A child and beloved grandma bond over birds during the grandma's final days. When Grandma gets sick and comes to stay at her grandchild's house, she brings her bird feeder. Grandma loves birds. And the child loves the time they spend together, drawing bird pictures and “talking about interesting things.” Grandma's health declines, however. She moves to the hospice, where the child hangs the bird feeder outside her window. There, though the grandma's ability to interact diminishes over time, their love for each other never wavers. Simple and deep, this quiet book speaks with empathy about the loss of a treasured grandparent, and with hope about the tomorrows --- and the birds --- that always come.

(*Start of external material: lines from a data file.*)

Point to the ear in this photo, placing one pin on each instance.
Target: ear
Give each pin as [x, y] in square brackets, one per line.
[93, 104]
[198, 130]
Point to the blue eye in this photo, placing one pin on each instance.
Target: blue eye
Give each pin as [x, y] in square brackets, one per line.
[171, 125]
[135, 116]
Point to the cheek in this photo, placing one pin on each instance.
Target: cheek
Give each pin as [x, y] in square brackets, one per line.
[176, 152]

In this poignant story from Andrew Larsen, a child spends time with a beloved grandmother during her final days and experiences love that will last a lifetime.
When Grandma gets sick and comes to stay at her grandchild’s house, she brings her bird feeder. Grandma loves birds. And the child loves the time they now get to have together, drawing pictures of birds and “talking about interesting things.” After a while, though, Grandma’s health declines, and she moves to the hospice. Hanging Grandma’s bird feeder outside the window there makes things better. After a while, though, Grandma continues to grow weaker, and her ability to interact lessens. Difficult as it is, the child adjusts, knowing that, while the situation keeps changing, their love for each other never wavers.

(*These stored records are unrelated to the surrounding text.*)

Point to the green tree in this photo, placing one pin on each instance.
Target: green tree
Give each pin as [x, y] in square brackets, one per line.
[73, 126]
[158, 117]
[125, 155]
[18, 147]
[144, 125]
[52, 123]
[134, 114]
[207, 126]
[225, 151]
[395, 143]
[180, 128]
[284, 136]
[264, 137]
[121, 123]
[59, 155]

Award-winning author Andrew Larsen beautifully captures the special bond between a child and a grandparent, and sensitively deals with a child’s loss of a loved one. Using the motif of their shared love of birds and its physical manifestation in the form of the bird feeder allows for a continuity in the child’s life that puts the loss in a larger context. Larsen offers an authentic, straightforward presentation of the process of a loved one’s death, from being sick, to going to the hospice, to participating less and less in their relationship, to death. It will lead young readers to ask their own questions about life, death and how we remember those who die. The cool palette and simple lines in Dorothy Leung’s art evoke empathy for the child’s experience, while the presence of the birds adds life and hope to the visual story.